LINQ Expression tree to generate prefix notation of expressions


Yesterday I was goint through one of the LINQ hands on lab. I was always interested by the new Expression tree in C#3.0 and one of the expression tree sample in the lab grabbed my attention. I built onto it to create a postfix notation generator from any lambda expression.


What are Expression trees


Expression tree is a very interesting concept which allows creation of in-memory expression-tree’s out of lambda expressions and then manipulate/inspect the expression as data. Expression trees are created as follows

Expression<Func<int, bool>> filter = n => !((n * 3) < 5);

Now filter contains the expression n => !((n * 3) < 5) as data and it can be manipulated and changed at will.


Pre-fix notation generation


This Expression tree is just as any other tree and can be traversed preorder to generate the prefix notation of the expression. So given the expression !((n * 3) < 5) it should be easy to generate the prefix form as in ! ( < ( * ( n  3 ) 5 )).

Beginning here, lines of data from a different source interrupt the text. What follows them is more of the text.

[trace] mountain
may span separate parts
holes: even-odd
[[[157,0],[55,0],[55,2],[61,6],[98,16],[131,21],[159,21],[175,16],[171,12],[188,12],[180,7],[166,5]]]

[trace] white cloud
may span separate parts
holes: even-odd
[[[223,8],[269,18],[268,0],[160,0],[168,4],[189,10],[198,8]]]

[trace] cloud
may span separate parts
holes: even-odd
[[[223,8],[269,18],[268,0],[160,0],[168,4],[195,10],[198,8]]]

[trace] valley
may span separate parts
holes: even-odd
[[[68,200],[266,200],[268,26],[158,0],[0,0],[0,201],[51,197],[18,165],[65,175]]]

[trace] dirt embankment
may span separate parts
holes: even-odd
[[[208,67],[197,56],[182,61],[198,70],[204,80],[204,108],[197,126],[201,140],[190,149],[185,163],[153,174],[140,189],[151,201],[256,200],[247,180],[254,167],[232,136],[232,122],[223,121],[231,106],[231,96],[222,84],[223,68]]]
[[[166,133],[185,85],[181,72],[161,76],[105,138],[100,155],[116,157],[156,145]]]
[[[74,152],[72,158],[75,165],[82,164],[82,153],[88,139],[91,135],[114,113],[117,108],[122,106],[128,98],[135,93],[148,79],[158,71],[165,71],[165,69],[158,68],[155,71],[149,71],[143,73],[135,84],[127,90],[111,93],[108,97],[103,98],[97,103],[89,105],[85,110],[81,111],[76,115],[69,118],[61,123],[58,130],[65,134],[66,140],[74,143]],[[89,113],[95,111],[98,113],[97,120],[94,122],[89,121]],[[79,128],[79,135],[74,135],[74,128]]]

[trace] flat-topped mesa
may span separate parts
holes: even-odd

I wrote up a small extension method that works on Expressions to print the post fix notation doing a preorder traversal as follows

static void PrefixForm(this Expression exp)
{
if (exp is BinaryExpression)
{
BinaryExpression binEx = (BinaryExpression)exp;
Console.Write(” {0} “, NodeTypeLookUp[(int)binEx.NodeType]);
Console.Write(“(“);
binEx.Left.PrefixForm();
binEx.Right.PrefixForm();
Console.Write(“)”);
}
else if (exp is UnaryExpression)
{
UnaryExpression unEx = (UnaryExpression) exp;
Console.Write(” {0} “, NodeTypeLookUp[(int)unEx.NodeType]);
Console.Write(“(“);
unEx.Operand.PrefixForm();
Console.Write(“)”);

}
else if (exp is ParameterExpression)
{
Console.Write(” {0} “, ((ParameterExpression)exp).Name);
}
else if (exp is ConstantExpression)
{
Console.Write(” {0} “, ((ConstantExpression)exp).Value);
}
else
{
Console.WriteLine(“{0} is not yet supported”, exp.GetType().FullName);
}
}

Expression<Func<int, bool>> filter = n => !((n * 3) < 5);
filter.Body.PrefixForm();


Not all types of expressions like method call, delegate invokes are supported here. The tree uses ExpressionType enum to represent the operators and so I wrote a lookup table to convert them to the operator they represents. I should’ve used the enum.GetDescription but was feeling to lazy to get that up 🙂


The complete code is available here. You’ll need Visual Studio 8 and the Linq preview for RTM to build and run it.

Comments (5)

  1. nicolas says:

    very neat exemple 😉

  2. zproxy says:

    After you compile such an expression, why cant I get it’s IL via reflection? It throws invalid operation while doing it.

  3. Rob Conery says:

    LINQ: How To Use LINQ To Query Just About Anything

  4. Henn Sarv says:

    I have extended and edited a bit Your function PrefixForm:

    Might be interested

    With bests

    henn@sarv.ee

    ——————–

           public static void PrefixForm(this Expression exp)

           {

               if (exp is BinaryExpression)

               {

                   BinaryExpression binEx = (BinaryExpression)exp;

                   Console.Write(" {0} ", binEx.NodeType);

                   Console.Write("(");

                   binEx.Left.PrefixForm();

                   Console.Write(",");

                   binEx.Right.PrefixForm();

                   Console.Write(")");

               }

               else if (exp is ConditionalExpression)

               {

                   ConditionalExpression condEx = (ConditionalExpression)exp;

                   Console.Write(" {0} ", condEx.NodeType);

                   Console.Write("(");

                   condEx.Test.PrefixForm();

                   Console.Write("?");

                   condEx.IfTrue.PrefixForm();

                   Console.Write(":");

                   condEx.IfFalse.PrefixForm();

                   Console.Write(")");

               }

               else if (exp is UnaryExpression)

               {

                   UnaryExpression unEx = (UnaryExpression)exp;

                   Console.Write(" {0} ", unEx.NodeType);

                   Console.Write("(");

                   unEx.Operand.PrefixForm();

                   Console.Write(")");

               }

               else if (exp is ParameterExpression)

               {

                   Console.Write(" {0} ", ((ParameterExpression)exp).Name);

               }

               else if (exp is ConstantExpression)

               {

                   Console.Write(" {0} ", ((ConstantExpression)exp).Value);

               }

               else

               {

                   Console.WriteLine("{0} is not yet supported", exp.GetType().FullName);

               }

           }

       }

  5. How the expression tree is helpful. Is there any benifit to use expression tree or it is only simplify the code structure.